1) A boy named Sue: There are a lot of misconceptions about short sales, starting with their name. A “short sale” is not a denotation of time – short sales actually take a long time to close. A short sale is a real estate transaction where the seller owes more for the property than the property is currently worth. In other words, the seller doesn’t have any equity and in order to sell, the bank is going to have to agree to accepting less than what they’re owed. For example, John Doe bought a property in 2007 for $380,000. It’s now 2010, and the local real estate market has tumbled. In a “choose-your-own-adventure” twist, let’s say that John (1) got divorced, (2) lost his job, (3) is transferred out of state, (4) develops a medical condition that forces a move, or (5) simply can’t afford his home anymore. John’s house is now worth $340,000, and since closing costs for most sellers run about 9% of the purchase price, if he was able to sell his home for $340,000 his net proceeds would be $340,000 (sales price) – $30,600 (closing costs), or $309,400. John owes the bank $380,000, so in order to sell, either John has to come up with $70,600 (which he doesn’t have), or (more likely) the bank is going to have to accept $70,600 less than what they are owed. The bank is going to end up short – so, this is a short sale.

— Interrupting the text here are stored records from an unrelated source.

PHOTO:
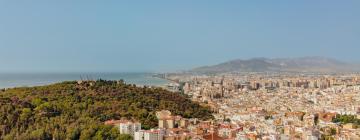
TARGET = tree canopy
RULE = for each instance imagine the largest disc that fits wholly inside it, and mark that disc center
(77, 110)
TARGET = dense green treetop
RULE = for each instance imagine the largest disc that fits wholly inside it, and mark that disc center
(72, 110)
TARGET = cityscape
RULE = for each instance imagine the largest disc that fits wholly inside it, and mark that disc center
(179, 70)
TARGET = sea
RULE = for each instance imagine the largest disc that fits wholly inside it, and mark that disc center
(10, 80)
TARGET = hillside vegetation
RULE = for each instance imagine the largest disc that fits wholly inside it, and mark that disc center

2) Mr. & Mrs. Scott Free…: For a seller, deciding to sell your home as a short sale is not an easy one, and so we are always going to encourage our clients to consult with a bankruptcy attorney and their financial adviser. The primary benefits of a short sale to a seller will be reflected in their credit report – if they want to buy a home again in the next 2-3 years, then a short sale will be less damaging to their credit than a foreclosure and/or bankruptcy. The other benefit is simply timing – due to the overwhelming amount of short sales in recent history, the government has instituted The Mortgage Forgiveness Debt Relief Act which runs through 2012. Under the provisions of this act, sellers that short sale their home will be forgiven the potential tax burden that would otherwise occur because of debt forgiveness. For example, if the bank forgave John Doe (in the example above) a debt of $70,000, the IRS would normally treat that as taxable income, and now John Doe owes taxes on the amount the bank forgave. Because of The Mortgage Forgiveness Debt Relief Act, this forgiven debt will not be taxed, and John won’t owe taxes because of it. There are exceptions to this act, which is why we encourage our clients to speak to their lawyer and their financial adviser. Still – the primary benefit of selling a home as a short sale is that it can be less damaging to your credit.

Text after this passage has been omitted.